The government of Sultan Qaboos bin Said, a U.S. ally who has ruled once-tranquil Oman for 40 years, promised the spending package following nearly two months of protests inspired by rolling Arab revolts against autocratic rule.

"Oman will spend 1 billion rials to satisfy the demands of the protesters and also for a state grant for its people," a statement from the sultan's office read on television said.

Protests in Oman have been relatively small compared to those in other Arab countries, with dozens of protesters camping out in tents near the country's quasi-parliament, the Shura Council, in the capital Muscat.

Protests have also broken out elsewhere, and up to seven people were killed in the industrial hub of Sohar, doctors said. The government said only two had died.

The demonstrations in Oman have focused on demands for better wages, jobs and an end to graft. Many protesters have demanded the state prosecute sacked ministers for corruption.

The sultan's office statement did not specify how the money would be spent, nor its source.

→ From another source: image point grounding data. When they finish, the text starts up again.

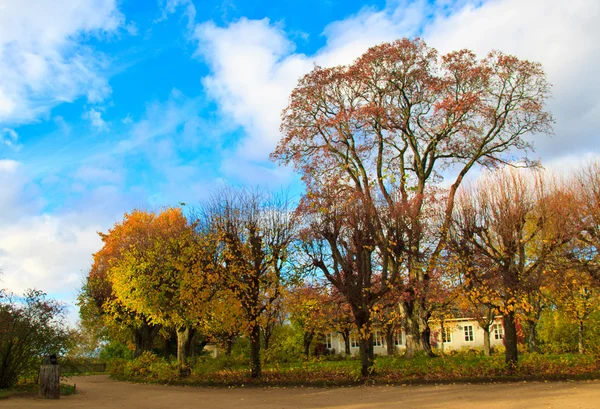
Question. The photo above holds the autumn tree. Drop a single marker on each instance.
(341, 317)
(308, 308)
(255, 231)
(337, 238)
(508, 226)
(574, 293)
(31, 328)
(223, 322)
(389, 318)
(99, 309)
(401, 127)
(168, 276)
(586, 251)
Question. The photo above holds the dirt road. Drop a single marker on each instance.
(97, 392)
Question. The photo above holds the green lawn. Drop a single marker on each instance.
(465, 367)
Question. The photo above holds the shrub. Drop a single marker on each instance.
(31, 327)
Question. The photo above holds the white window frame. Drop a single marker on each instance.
(377, 339)
(469, 333)
(498, 330)
(329, 341)
(446, 335)
(354, 342)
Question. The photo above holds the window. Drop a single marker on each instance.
(398, 339)
(498, 331)
(446, 335)
(353, 340)
(329, 341)
(468, 333)
(377, 339)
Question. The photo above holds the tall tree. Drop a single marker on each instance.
(389, 124)
(256, 230)
(167, 277)
(308, 309)
(99, 309)
(508, 227)
(586, 251)
(338, 239)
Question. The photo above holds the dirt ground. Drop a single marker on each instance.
(101, 392)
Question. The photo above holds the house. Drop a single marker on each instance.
(459, 333)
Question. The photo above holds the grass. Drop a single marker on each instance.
(31, 389)
(465, 367)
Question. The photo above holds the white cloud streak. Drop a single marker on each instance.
(43, 59)
(254, 65)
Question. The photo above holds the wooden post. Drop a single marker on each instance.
(50, 379)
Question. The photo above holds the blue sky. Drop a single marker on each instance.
(109, 105)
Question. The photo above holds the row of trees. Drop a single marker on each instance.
(383, 146)
(219, 274)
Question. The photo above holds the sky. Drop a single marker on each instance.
(111, 105)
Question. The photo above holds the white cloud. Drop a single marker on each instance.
(43, 61)
(51, 250)
(8, 137)
(170, 6)
(254, 65)
(94, 115)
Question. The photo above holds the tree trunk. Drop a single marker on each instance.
(425, 335)
(532, 336)
(190, 346)
(346, 336)
(183, 341)
(580, 338)
(50, 381)
(362, 320)
(308, 337)
(413, 341)
(267, 334)
(229, 345)
(487, 350)
(510, 340)
(389, 341)
(442, 335)
(144, 338)
(367, 357)
(256, 370)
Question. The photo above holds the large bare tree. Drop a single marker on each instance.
(507, 228)
(389, 126)
(256, 230)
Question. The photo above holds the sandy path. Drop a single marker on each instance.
(101, 392)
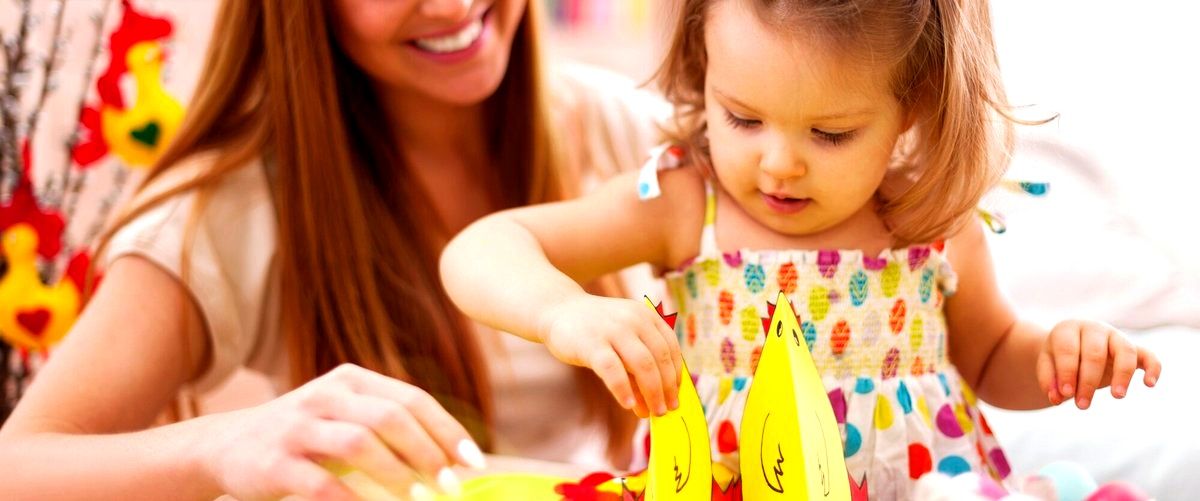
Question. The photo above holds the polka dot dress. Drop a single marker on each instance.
(877, 333)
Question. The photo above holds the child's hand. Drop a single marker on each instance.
(624, 342)
(1083, 356)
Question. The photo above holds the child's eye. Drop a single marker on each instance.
(739, 122)
(833, 138)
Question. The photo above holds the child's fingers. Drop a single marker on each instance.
(1045, 378)
(1149, 363)
(672, 342)
(1065, 350)
(660, 348)
(1093, 361)
(640, 408)
(301, 477)
(612, 372)
(641, 363)
(1125, 362)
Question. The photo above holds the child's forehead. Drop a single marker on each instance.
(766, 68)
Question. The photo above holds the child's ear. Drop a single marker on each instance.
(911, 113)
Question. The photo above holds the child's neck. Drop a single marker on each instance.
(864, 230)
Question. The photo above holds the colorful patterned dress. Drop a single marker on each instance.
(877, 333)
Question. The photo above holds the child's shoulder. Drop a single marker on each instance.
(673, 191)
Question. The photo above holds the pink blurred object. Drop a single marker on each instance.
(1039, 487)
(1119, 492)
(990, 489)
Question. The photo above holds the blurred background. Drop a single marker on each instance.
(1114, 240)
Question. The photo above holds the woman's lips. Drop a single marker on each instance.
(785, 205)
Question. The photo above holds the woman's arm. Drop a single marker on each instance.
(519, 271)
(136, 344)
(77, 434)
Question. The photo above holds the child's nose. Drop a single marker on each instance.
(783, 160)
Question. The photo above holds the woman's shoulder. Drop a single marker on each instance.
(172, 216)
(606, 121)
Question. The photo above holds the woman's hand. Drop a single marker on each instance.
(1083, 356)
(351, 417)
(624, 342)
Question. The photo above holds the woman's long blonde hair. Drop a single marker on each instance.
(357, 247)
(943, 67)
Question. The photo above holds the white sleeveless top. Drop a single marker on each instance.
(233, 275)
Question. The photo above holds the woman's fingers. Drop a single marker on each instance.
(303, 477)
(445, 432)
(358, 447)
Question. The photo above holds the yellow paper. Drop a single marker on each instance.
(681, 465)
(791, 446)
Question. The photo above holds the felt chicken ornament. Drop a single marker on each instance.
(34, 317)
(137, 133)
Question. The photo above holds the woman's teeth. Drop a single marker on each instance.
(453, 42)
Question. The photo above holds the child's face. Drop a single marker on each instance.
(799, 138)
(454, 52)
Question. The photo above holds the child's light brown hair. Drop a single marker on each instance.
(943, 68)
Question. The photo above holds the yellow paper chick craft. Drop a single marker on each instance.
(791, 446)
(681, 465)
(33, 317)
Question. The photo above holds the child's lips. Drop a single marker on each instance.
(784, 204)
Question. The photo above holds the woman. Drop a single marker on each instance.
(292, 228)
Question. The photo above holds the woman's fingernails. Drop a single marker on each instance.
(420, 493)
(449, 482)
(471, 454)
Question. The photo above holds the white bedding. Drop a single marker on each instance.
(1149, 439)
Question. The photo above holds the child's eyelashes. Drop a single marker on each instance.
(833, 138)
(739, 122)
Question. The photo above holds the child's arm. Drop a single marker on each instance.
(520, 271)
(78, 432)
(1015, 364)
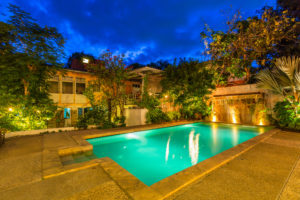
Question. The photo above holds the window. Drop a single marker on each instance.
(96, 88)
(80, 85)
(53, 87)
(136, 86)
(80, 112)
(87, 109)
(80, 88)
(67, 113)
(67, 87)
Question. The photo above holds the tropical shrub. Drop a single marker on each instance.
(187, 85)
(287, 114)
(156, 116)
(173, 115)
(284, 80)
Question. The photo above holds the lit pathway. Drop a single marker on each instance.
(270, 170)
(267, 171)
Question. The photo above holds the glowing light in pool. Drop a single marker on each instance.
(235, 135)
(233, 117)
(194, 147)
(261, 122)
(168, 149)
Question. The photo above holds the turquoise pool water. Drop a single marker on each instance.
(155, 154)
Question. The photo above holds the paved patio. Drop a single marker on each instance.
(269, 170)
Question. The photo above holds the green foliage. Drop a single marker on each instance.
(259, 38)
(287, 114)
(156, 115)
(152, 103)
(283, 79)
(111, 75)
(97, 115)
(26, 115)
(29, 56)
(187, 84)
(148, 101)
(120, 121)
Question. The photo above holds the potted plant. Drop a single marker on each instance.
(2, 135)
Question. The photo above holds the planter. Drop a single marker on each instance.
(2, 136)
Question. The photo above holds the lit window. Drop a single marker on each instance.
(67, 87)
(53, 87)
(85, 60)
(80, 112)
(67, 113)
(80, 88)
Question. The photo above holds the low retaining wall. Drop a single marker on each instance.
(37, 132)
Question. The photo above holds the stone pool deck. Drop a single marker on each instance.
(31, 168)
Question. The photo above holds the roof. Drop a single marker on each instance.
(146, 69)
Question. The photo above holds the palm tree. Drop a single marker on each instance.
(283, 79)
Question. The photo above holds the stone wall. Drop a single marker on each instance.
(135, 116)
(245, 104)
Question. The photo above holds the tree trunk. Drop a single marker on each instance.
(109, 109)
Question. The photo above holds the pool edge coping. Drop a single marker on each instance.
(170, 185)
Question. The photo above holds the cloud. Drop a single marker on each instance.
(144, 31)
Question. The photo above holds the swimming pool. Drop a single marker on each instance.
(153, 155)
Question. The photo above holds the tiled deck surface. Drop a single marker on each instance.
(269, 170)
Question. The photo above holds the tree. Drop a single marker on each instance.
(111, 76)
(284, 80)
(292, 6)
(187, 84)
(29, 55)
(257, 39)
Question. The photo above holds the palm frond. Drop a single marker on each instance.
(288, 65)
(267, 80)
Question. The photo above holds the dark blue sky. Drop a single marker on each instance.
(144, 30)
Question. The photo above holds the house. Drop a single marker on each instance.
(68, 85)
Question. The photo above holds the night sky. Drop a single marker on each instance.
(144, 30)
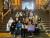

Gulf Arab oil producers, keen to prevent popular uprisings from taking hold in their region, launched a $20 billion aid package for protest-hit Bahrain and Oman last month.

That job-generating measure, which will give $10 billion to each country to upgrade their housing and infrastructure over 10 years, was more than had been expected.

Sultan Qaboos has already embarked on a series of changes, including sacking 12 ministers, introducing a monthly allowance for the jobless and pay rises for civil servants.

He promised in March to cede some legislative powers to the partially-elected Oman Council, an advisory body. At present, only the sultan and his cabinet can legislate and a transfer of powers has yet to be announced.